No Easy Fix
February 13, 2015
“If we don’t fix this problem, even our friends and allies may turn against us.”
That was the dire warning one of the MHSAA staff members gave to the rest of us at a weekly staff meeting recently, during which this staff member was receiving emails from people appalled over the mid-season transfer of a basketball player from one school to another.
The “fix” that some people want is a rule that makes every transfer student ineligible for a full year, regardless of the reason for the change of schools or the circumstances of the student. Of course, that rule would never survive judicial scrutiny, and legislators in every corner of the state would be advocating change for the sake of one child or another.
A more moderate remedy is to utilize a rule that applies the full-year period of ineligibility to those students whose circumstances do not fit one of the already established 15 exceptions that make a student eligible without delay following a transfer. That half-measure would not stop many transfers that would still frustrate people, and it would snag many transfers that would continue to anger people.

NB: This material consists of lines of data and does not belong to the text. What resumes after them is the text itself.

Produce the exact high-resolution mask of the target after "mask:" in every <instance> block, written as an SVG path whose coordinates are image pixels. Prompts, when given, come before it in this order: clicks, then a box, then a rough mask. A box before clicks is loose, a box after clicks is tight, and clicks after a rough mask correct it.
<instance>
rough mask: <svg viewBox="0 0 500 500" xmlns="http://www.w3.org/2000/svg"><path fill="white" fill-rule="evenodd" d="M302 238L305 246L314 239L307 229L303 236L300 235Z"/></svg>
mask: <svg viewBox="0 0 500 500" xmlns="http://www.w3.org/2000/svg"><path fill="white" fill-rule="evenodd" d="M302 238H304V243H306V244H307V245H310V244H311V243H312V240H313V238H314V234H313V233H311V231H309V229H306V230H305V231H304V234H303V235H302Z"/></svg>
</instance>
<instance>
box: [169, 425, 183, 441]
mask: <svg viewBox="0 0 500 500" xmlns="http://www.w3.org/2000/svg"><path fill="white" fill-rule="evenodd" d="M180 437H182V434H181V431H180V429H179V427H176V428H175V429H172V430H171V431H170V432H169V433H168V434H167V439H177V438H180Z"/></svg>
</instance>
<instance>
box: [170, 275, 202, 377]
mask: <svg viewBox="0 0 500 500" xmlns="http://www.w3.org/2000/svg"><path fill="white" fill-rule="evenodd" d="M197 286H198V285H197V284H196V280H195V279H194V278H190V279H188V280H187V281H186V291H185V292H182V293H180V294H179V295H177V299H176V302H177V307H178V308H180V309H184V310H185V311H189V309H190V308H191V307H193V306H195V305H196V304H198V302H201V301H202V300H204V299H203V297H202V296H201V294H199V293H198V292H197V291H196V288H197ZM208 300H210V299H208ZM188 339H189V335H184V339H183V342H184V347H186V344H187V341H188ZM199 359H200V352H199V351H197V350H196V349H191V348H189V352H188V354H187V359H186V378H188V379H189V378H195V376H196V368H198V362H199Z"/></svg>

The rules we already have in place are tools for schools to use to stop many of the transfers that frustrate without snaring those transfers that anger: the athletic-motivated transfer rule and especially the athletic-related transfer rule (or links law).
Before our friends and allies turn their backs on us, they need to turn in the transfer situations where the rules already apply, and the undue influence (recruiting) they can document. They need to give the system a chance to work to the full extent of its potential. We should not make tougher rules if schools fail to utilize the rules they already have.
Adopting rules is usually easy for the organization. Applying rules is often much harder for the schools.
Change of Pace
January 30, 2015
Michael Schwimer is little known to us in Michigan. He was a 6-8, 240-pound relief pitcher out of the University of Virginia who was drafted in the 10th round by the Philadelphia Phillies in 2008.
In his minor league career, Schwimer earned 20 wins against 10 losses with a respectable 2.51 ERA. He struck out an eye-popping 12 batters per nine innings.
When Schwimer made his Major League Baseball debut for the Phillies in August of 2011, he served up a game-tying home run to the first batter he faced. He was traded to the Toronto Blue Jays in February of 2013, and was released by the Blue Jays the following August. You might say Schwimer majored in the minors. That’s where he peaked as a professional baseball player.
As a player, Schwimer made few waves. He wasn’t a “game changer.” And yet, he may still be known as one who helped to change the game itself.
Schwimer is widely reported to be the first MLB player to use a glove that was made of synthetics, not leather (which weighs twice as much), and was made using a plaster cast of his hand. It was a custom-made, form-fitting glove.
The result looks almost like a toy glove, fit for T-ball; but MLB gave it a “thumbs up” in December of 2011. MLB players have been warming to the glove, although very slowly.
To which Schwimer responds: “It takes forever for any change to occur. But when change happens, it happens really fast.”
That almost sounds like something Yogi Berra would have said – like, “it takes forever for change to occur, and then it doesn’t.” But experience very often teaches us the truth of this sentiment.
As the MHSAA reprocesses two of its toughest topics ever – out-of-season coaching rules and 6th-graders’ roles in school sports and the MHSAA – it seems like there is no progress toward change. And no change is the possible outcome of both long journeys.
But it’s also possible that, for one or both topics, the time will come when wisdom and will combine to create constructive change, which then seems to be occurring almost overnight.
My hope is that we find that formula before a rash of problems causes a tipping point that results in a rush toward solutions that are poorly conceived and/or politically imposed by outside entities.